The lady at the desk gave June a stick of Laffy Taffy which she brought to me, thrusting it under my nose with a smile and Enjoy!  So of course I
read the jokes.  Ques.  Why don’t ducks tell jokes as they fly?  Ans.  Because they would quack up!  Very good.  That put me in a happy mood
and as we lay in bed falling asleep I remembered the great Henny Youngman and some of his one-liners, then Groucho of course with his  I
never forget a face, but in your case, I’ll make an exception.  Or Woody Allen, who began as Broadway Danny Rose, didn’t he, writing jokes for a
theatre newspaper, writing stuff like I’m not afraid of death, I just don’t want to be there when it happens.  And with that, laughing, I fell into a
deep sleep.  
I look at myself in the mirror behind the desk…why do they do that?  And I see an old face, and I salute it and I say, Good morning, sir!  
I love California almost more than any state with the possible exception of Wisconsin, my ancestral and sometime boyhood home.  California to
me is like a beautiful woman I have fallen in love with immediately and then after that I notice a few defects in here beauty—the lovely lower lip
slightly crooked, perhaps, or an eyebrow arched higher, the one more than the other and far from detracting from her beauty, this imperfection
adds to it—so the imperfections of California have added to her beauty for me.   It is a wonderful state, geographically speaking, but it is even
more wonderful as a state of mind.  

So it was wonderful yesterday to roll into Yreka, pop. 7,700, a great little mountain town with Mount Shasta looming over it, and to go to a copy
shop called The Gold Nugget to get some printing done, and to drive up and down the sunny, happy streets searching for an address.

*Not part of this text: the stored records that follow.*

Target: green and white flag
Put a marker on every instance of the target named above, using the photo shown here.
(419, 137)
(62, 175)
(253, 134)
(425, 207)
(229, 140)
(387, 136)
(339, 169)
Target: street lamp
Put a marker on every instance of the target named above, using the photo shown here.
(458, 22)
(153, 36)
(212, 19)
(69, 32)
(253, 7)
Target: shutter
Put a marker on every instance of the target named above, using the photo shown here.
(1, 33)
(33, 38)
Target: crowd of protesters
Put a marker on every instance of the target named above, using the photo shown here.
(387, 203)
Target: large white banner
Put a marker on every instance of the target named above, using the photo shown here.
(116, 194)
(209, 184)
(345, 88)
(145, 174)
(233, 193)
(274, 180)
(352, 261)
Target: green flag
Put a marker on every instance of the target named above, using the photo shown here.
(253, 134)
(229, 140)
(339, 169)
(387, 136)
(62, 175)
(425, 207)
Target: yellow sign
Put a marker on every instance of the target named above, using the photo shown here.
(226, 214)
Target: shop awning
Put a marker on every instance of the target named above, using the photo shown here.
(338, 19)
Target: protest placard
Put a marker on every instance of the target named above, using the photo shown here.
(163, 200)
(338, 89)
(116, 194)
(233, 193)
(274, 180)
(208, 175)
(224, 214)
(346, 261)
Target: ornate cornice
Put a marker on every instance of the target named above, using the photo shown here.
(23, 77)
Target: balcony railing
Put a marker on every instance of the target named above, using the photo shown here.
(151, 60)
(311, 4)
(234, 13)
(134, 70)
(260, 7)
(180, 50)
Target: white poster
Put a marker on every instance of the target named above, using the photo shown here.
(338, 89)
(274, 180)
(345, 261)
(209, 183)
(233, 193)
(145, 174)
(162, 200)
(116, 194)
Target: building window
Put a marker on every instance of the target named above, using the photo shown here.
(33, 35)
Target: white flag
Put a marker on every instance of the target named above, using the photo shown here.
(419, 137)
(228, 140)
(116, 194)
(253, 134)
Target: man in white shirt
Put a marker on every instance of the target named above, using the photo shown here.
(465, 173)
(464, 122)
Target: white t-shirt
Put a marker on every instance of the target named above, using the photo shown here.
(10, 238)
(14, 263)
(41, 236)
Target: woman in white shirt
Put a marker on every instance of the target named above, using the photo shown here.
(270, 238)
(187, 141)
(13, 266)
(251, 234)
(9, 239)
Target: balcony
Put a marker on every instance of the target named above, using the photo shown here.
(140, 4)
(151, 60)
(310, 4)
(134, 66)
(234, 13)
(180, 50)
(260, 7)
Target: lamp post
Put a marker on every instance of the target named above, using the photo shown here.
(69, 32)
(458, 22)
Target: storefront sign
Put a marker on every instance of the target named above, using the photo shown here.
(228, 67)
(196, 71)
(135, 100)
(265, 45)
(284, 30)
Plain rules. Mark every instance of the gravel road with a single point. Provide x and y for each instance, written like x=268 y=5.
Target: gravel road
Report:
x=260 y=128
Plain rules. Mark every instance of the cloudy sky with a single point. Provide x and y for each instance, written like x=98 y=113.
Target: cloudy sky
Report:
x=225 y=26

The first workshop I ever did in California was in Long Beach, and as a gift they gave me a sweatshirt that said YOU’RE NOT IN KANSAS
ANYMORE!  And thanks be to God for that.  We’ll be back there three weeks from today, yes, but this time we’re going to pack up and sell out
and move to Washington for the sole reason that that is where most of our children are.  It is well said, Dulce et decorum est pro children mori.